Le brouillard traîne par ici, mais la température est parfaite pour courir. Petit stop à la cabane et en route pour la première grosse difficulté, la montée sur la pointe de Boveire et sa descente. Le GPS est enclenché pour des raisons de sécurité, Candide donne le tempo le long du pierrier. Quelques bénévoles et des photographes sont là et nous permettent de nous repérer dans ce dédale de pierres. Je dois avouer que la reconnaissance faite quelques semaines plus tôt nous aide considérablement. C’est avec satisfaction que nous atteignons le sommet, et nous réalisons qu’un petit écart a été créé ; ce qui nous donne une marge de sécurité le long de la descente en direction des cinq lacs.  Candide galope toujours devant, quant à moi, je lui confirme la direction. Dans la descente, lors d’un rapide coup d’œil en dessus de l’épaule, nous apercevons une équipe sur la crête qui évolue, elle aussi à un rythme intéressant. Il est toutefois important de rester focalisés sur cette descente très technique et ardue. 


Rejoindre le chemin officiel des cinq lacs est un premier soulagement, atteindre la cabane de Brunet en contrebas n’est qu’un détail. Nous poursuivons à bon pas jusqu’à Plamproz puis Fionnay sur une partie assez facile et bien balisée. Arrivés à la hauteur du petit village, nous bifurquons et entamons une magnifique montée vers Sovereu et le Dâ. Tout en essayant de garder un bon rythme, nous réalisons que le premier coup de fatigue se fait ressentir, le rythme doit donc être adapté en conséquence. La course est encore longue…. Le col de Cleuson est atteint sans encombre et encore une fois nous sommes satisfaits d’être passés par là auparavant. Comme quoi, il vaut mieux reconnaître le maximum du tracé au risque d’un peu plus de fatigue.
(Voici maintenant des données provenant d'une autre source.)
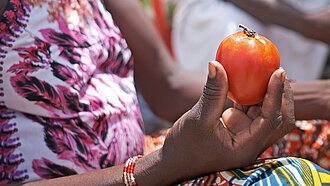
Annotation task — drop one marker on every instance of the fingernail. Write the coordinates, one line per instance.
(283, 75)
(212, 70)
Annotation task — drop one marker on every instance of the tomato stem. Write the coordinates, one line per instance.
(247, 31)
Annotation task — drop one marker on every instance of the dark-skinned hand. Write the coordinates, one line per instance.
(200, 142)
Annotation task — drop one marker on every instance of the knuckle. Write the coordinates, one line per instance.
(211, 91)
(274, 122)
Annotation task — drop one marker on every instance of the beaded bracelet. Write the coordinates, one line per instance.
(128, 173)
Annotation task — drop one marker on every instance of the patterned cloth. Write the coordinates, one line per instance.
(67, 98)
(281, 171)
(309, 140)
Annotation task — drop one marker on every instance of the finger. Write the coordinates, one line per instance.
(254, 112)
(271, 106)
(243, 108)
(210, 106)
(288, 116)
(235, 120)
(264, 127)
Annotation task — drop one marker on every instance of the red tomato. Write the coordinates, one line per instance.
(249, 60)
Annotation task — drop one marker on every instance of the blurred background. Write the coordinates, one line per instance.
(193, 29)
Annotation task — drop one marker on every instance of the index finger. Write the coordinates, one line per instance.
(272, 103)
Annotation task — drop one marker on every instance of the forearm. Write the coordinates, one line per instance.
(149, 170)
(312, 100)
(168, 89)
(315, 26)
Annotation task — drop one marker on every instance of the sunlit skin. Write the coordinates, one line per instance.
(249, 62)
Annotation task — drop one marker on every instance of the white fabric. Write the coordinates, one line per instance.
(200, 26)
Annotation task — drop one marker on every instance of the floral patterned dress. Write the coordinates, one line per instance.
(67, 98)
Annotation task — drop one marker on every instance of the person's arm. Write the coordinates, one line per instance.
(168, 89)
(149, 171)
(311, 25)
(312, 99)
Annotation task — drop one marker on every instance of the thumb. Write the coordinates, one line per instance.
(210, 106)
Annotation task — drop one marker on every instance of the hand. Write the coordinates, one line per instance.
(200, 143)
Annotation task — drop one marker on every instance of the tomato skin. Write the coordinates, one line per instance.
(249, 63)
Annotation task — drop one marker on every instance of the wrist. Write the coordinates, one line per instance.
(151, 170)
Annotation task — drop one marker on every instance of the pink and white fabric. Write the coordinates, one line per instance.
(67, 98)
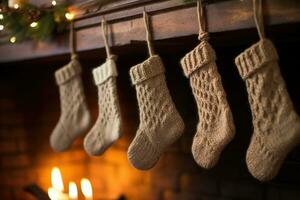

Prafleuri est en vue et le passage du glacier du Grand Désert est rapidement avalé, avant une partie plus pierreuse jusqu’à la cabane. Nous sommes heureux d’y retrouver quelques bénévoles et les gardiens pour un bon bol de thé et quelques chips grignotées sur le pouce. A ma grande satisfaction, je retrouve Bruno Ringeval, belle rencontre de mes voyages au Népal. Nous nous sentons bien, et surtout, nous ne voulons pas traîner ici afin de passer de jour le Pas de Chèvres, un des passages clé de cette première journée. En alternant marche et course le long du barrage, nous réalisons qu’à priori, personne ne semble être derrière nous. Le soleil nous quitte peu à peu et le lieu est empli de solitude. Il nous faut tenir encore et le délicat pierrier avant le col sera parfaitement maîtrisé.


19:45 : nous franchissons les échelles du Pas de Chèvres et c’est un nouveau soulagement. Il nous reste une belle descente pour Arolla et nous aurons atteint la première base vie. C’est là que nous retrouvons d’abord Laure et Paula qui sont venues nous encourager puis Philippe et sa fille venus nous voir. Après une très courte pause ravitaillement / changement de vêtements, nous reprenons notre chemin pour la première nuit de cette aventure. Nous ne tardons pas, l’objectif est de dormir à Prarayer, de l’autre côté du col Collon. A deux, le temps passe plus vite, nous nous relayons jusqu’au pied du haut glacier d’Arolla pour tenir une bonne cadence. Il fait bien plus frais, le brouillard traîne et nous devons garder toute notre attention pour tenir l’itinéraire et trouver les balises posées par le guide. Le lieu est un peu mystique, c’est un beau passage de haute montagne avec un glacier pas trop compliqué à gérer.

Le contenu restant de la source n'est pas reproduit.